On vibecoding, mental blocks and more code exploits

By Pranav Karawale 9 min read

2025 was the year of AI agents trying to make our lives easier by taking over all the little tasks of the day, and rely just on us instructing them what to do. Quite a similar essence to being a project manager of your own day to day tasks. Leaving no stone unturned, I also have taken advantage of AI tooling to help myself with churning out boilerplate, work through ideas slightly difficult for my brain, and sort of multitask my way through stuff. However, being on the edge of succumbing to this rather mind numbing activity, I wished it would make my work life sunshine and rainbows but it really isn’t.

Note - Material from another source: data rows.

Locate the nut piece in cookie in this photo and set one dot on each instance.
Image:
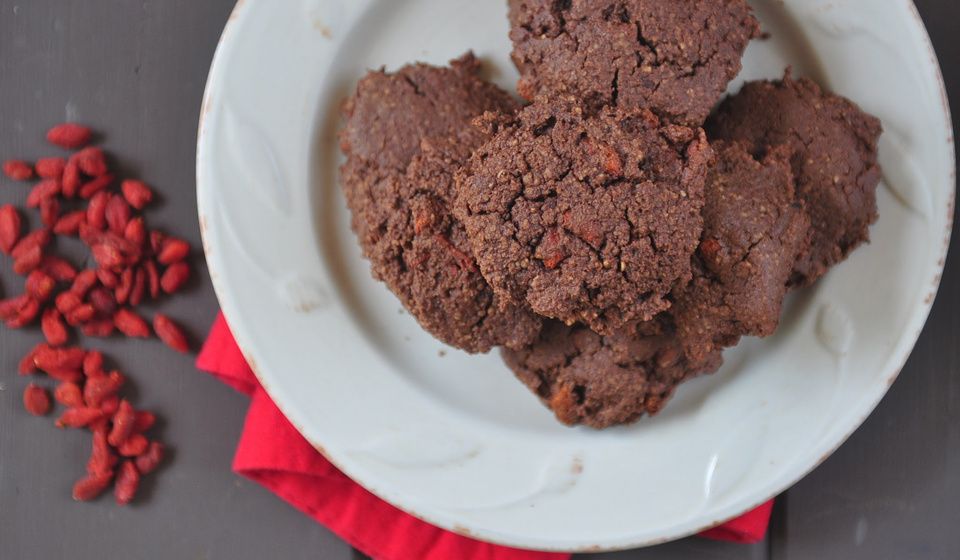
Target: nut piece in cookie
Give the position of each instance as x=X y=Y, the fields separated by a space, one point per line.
x=406 y=135
x=602 y=381
x=753 y=233
x=833 y=154
x=589 y=219
x=674 y=57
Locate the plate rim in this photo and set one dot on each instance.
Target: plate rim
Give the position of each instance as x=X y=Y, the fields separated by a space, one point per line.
x=211 y=89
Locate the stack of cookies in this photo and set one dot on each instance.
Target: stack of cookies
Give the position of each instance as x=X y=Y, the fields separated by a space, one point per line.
x=617 y=230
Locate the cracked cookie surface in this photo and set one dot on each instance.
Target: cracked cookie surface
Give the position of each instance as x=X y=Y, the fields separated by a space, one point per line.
x=585 y=219
x=406 y=134
x=674 y=57
x=753 y=233
x=833 y=154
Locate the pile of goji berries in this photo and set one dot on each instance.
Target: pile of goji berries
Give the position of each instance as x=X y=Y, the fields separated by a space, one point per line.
x=76 y=196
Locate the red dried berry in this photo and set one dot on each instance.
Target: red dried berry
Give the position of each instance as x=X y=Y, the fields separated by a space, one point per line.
x=69 y=223
x=70 y=136
x=18 y=170
x=175 y=277
x=170 y=333
x=80 y=314
x=50 y=168
x=174 y=250
x=79 y=417
x=139 y=287
x=137 y=193
x=36 y=400
x=123 y=423
x=128 y=480
x=91 y=486
x=136 y=445
x=67 y=302
x=117 y=214
x=28 y=261
x=71 y=178
x=48 y=188
x=10 y=224
x=98 y=328
x=98 y=388
x=95 y=186
x=54 y=330
x=145 y=420
x=69 y=395
x=108 y=278
x=93 y=363
x=151 y=459
x=58 y=268
x=92 y=161
x=49 y=211
x=131 y=324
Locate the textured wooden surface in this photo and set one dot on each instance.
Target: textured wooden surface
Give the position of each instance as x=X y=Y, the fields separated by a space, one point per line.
x=137 y=70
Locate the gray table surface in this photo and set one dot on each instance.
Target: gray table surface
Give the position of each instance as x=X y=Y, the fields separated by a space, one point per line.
x=137 y=69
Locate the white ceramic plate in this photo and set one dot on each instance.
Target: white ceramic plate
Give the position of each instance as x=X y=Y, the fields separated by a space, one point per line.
x=454 y=439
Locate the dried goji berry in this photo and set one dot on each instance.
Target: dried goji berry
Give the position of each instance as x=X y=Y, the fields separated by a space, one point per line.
x=108 y=278
x=67 y=302
x=93 y=363
x=150 y=460
x=98 y=328
x=102 y=459
x=92 y=161
x=91 y=486
x=9 y=228
x=71 y=136
x=68 y=394
x=69 y=223
x=95 y=186
x=50 y=168
x=51 y=323
x=124 y=422
x=28 y=261
x=128 y=480
x=99 y=388
x=117 y=214
x=139 y=287
x=170 y=333
x=135 y=445
x=58 y=268
x=17 y=170
x=145 y=420
x=48 y=188
x=131 y=324
x=71 y=179
x=80 y=314
x=174 y=250
x=79 y=417
x=36 y=400
x=175 y=277
x=136 y=232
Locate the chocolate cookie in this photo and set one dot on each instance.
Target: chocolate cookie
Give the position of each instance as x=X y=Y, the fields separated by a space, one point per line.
x=601 y=381
x=674 y=57
x=753 y=233
x=585 y=219
x=833 y=147
x=406 y=135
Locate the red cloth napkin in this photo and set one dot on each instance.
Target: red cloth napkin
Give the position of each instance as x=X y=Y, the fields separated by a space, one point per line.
x=272 y=453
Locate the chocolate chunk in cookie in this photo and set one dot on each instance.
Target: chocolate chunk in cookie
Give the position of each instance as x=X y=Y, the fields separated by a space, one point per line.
x=602 y=381
x=674 y=57
x=833 y=154
x=753 y=233
x=406 y=135
x=586 y=219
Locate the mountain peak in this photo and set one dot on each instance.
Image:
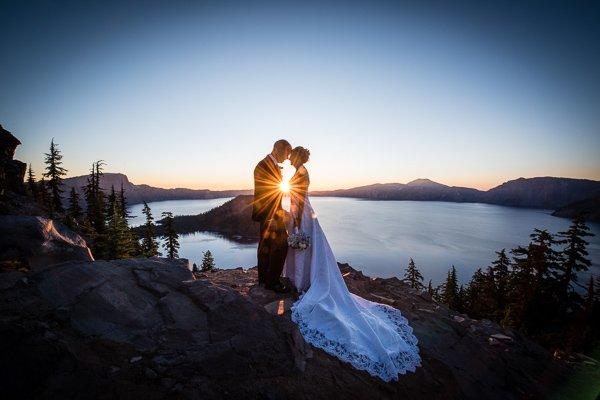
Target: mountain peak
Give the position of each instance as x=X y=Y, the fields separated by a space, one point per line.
x=424 y=182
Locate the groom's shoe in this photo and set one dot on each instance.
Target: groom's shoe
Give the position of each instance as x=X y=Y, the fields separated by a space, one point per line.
x=278 y=288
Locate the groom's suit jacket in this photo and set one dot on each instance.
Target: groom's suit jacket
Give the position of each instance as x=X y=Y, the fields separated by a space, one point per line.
x=267 y=192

Usually when I refer to AI here, I am referring to generally available LLMs, and surrounding “agentic tooling”.

Personal usage of AI

The most significant tool which has helped me overall in the context of AI has to be Google Antigravity and GitHub Copilot. Now Copilot might not be a big news, it has been around for a couple of years now, but what is absolutely mind blowing is the output produced by the latest frontier AI models which these tools have. Claude Opus 4.5, Gemini Pro 3, GPT-5.1-Codex are honestly really intelligent models which happened to navigate all of the things I throw at it and a bit more.

Tooling

Because of the newfound strength in these models I looked for more ways to extract the most possible out of it. Which one day led me to Model Context Protocol (MCP) servers. The best analogy I have is these can be somewhat similar to language servers, but for LLMs. It looks an advancement over the standard tool calling interface we used to have since GPT-3 days. Couple of favorite MCP servers I found were Context7, Sequential Thinking, Playwright and Serena.

Where do I use AI?

All of this stuff is becoming very integral, sort of an exoskeleton for me over my usual programming routine. Let’s go through some of the scenarios where I turn to AI:

  • My div looks off and after tweaking it for an hour it wont look the way I want it!
  • I tried some commands but its not working properly and I can’t find anything…
  • What is the best way of doing X? I am thinking Y or Z
  • … and plenty more.

This is how the slow ingraining of AI tooling started in my workflow. Sure it can be a good helper anyway for the small tasks, which was always the case for me ever since ChatGPT was released. I could outsource some little stuff to it with about a half chance that it actually gives me something good. Think of the slot machine with tokens for this. And like every slot machine, the house always wins. The house here though, is the house of cards of security measures which will come down collapsing on your app/project/website, or even your own mental health.

Opinion outsourcing

This is in my opinion, is the worst side effect of being too reliant on vibecoding. Those little things I talked about, even though I am outsourcing physical labour onto the AI and still going through everything with scrutiny, with every prompt it started feeling to me that the scrutiny check is really not needed because it is doing its job. Green checks, all tests passed, insane dopamine rush got me hooked too fast on it. Soon, outsourcing little things was very slowly converted to outsourcing critical things. Which will include things like letting my IDE autopilot entire features in applications, being too confident in the generated slop that it will never burst open.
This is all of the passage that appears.